Korea’s super-hacker tracked down in Philippines
무려 175만 명의 개인정보 턴 해커, 잡고 보니…
The end of the line for a famed fugitive Korean hacker surnamed Shin came in mid-December, when police in the Philippines found him in Batangas Province, led to him by the earlier arrest of one of his accomplices.
Shin, 39, who became famous for hacking the servers of Hyundai Capital in the first half of 2011, was repatriated to Korea Dec. 14 and is being investigated for hacking.
His history is virtually the history of hacking corporations for fun and profit in Korea.
Shin originally wanted to become a pop singer, and started to learn about computer hacking as a hobby starting in 2000.
He obtained knowledge by chatting on the Internet with hackers abroad and studying computer books.
In 2005, the hobby became his job. Shin hacked into the server of NHN Corporation’s Hangame, an online game portal, and siphoned off players’ cyber money into his account. He sold the stolen game money to other players at discounted price. Hacking looked like a viable living.
Shin also sold a software program he invented, which he used to hack Hangame, to other people.

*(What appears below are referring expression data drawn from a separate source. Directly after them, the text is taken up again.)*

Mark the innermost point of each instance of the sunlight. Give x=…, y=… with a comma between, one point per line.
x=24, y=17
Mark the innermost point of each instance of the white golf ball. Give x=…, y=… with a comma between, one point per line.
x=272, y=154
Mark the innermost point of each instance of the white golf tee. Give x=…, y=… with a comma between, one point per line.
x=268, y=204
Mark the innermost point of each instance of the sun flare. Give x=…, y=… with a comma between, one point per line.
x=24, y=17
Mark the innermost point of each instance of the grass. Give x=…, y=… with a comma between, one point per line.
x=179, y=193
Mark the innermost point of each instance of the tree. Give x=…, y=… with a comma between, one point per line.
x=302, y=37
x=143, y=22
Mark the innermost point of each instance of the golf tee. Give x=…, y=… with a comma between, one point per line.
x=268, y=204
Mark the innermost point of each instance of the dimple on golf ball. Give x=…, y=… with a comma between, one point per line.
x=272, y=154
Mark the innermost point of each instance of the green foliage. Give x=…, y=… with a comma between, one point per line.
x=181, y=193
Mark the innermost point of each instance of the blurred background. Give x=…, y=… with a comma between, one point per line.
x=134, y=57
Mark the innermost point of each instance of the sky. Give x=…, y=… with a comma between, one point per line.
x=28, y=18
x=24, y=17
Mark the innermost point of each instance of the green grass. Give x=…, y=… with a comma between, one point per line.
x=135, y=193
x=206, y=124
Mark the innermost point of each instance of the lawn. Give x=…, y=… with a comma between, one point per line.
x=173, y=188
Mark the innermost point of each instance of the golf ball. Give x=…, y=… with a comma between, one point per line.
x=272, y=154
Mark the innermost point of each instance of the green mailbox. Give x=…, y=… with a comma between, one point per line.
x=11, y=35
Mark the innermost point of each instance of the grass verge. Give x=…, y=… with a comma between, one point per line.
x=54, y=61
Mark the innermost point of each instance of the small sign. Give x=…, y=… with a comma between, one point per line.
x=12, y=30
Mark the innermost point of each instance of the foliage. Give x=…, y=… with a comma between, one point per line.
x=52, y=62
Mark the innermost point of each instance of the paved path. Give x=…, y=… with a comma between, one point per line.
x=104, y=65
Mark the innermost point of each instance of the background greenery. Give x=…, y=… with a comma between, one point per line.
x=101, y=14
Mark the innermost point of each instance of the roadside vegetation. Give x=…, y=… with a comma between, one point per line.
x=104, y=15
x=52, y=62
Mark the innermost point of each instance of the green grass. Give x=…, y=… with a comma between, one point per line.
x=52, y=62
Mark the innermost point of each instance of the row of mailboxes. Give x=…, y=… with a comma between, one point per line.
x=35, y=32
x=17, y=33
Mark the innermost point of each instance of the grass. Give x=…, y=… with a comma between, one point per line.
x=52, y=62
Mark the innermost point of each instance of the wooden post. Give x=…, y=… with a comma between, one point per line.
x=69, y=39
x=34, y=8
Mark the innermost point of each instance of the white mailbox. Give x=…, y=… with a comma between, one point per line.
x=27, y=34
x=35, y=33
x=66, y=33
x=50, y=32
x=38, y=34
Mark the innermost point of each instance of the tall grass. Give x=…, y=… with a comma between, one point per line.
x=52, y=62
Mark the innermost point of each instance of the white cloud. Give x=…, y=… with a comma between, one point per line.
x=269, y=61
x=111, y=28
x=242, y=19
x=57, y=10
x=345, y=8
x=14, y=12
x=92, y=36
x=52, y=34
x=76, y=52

For those transactions, Shin was arrested by police in Feb. 2005. He was convicted of hacking and jailed for two years until he was released in March 2007.
Jail did nothing to rehabilitate Shin. He moved to the Philippines and started working with illegal Internet betting sites that wanted to eliminate their online rivals. He received 1 million won to 2 million won for each job.
After scraping by on that work, a 36-year-old real estate agent surnamed Jeong made an attractive offer to Shin in 2010. He suggested he hack the server of Hyundai Capital and offered him 10 million won.
Allegedly, Shin found the proxy server the administrator used to access Hyundai Capital’s Web site and accessed the personal profiles of 1.75 million customers, including residential registration numbers and phone numbers by planting malicious codes in the server.
Jeong contacted Hyundai Capital and said, “I will distribute your customers’ profiles on the Internet indiscriminately if you don’t wire 500 million won into my bank account.” The corporation paid 100 million won to Jeong.
After media reported the Hyundai Capital hacking case, Shin became a rock star among hackers. Some hackers impersonated Shin, police said.
After Interpol put Shin on top of their wanted list, he distanced himself from other hackers and disguised himself as a Japanese. But Philippine police found him in October at Batangas Province after one of his accomplices surnamed Heo, 41, was arrested in Korea.
Heo was the gang member who received the money from Hyundai Capital and wired it to the Philippines. The police said Heo told Shin’s whereabouts to the police.
Shin and Heo accessed the Hyundai server 43,376 times illegally from February to April last year.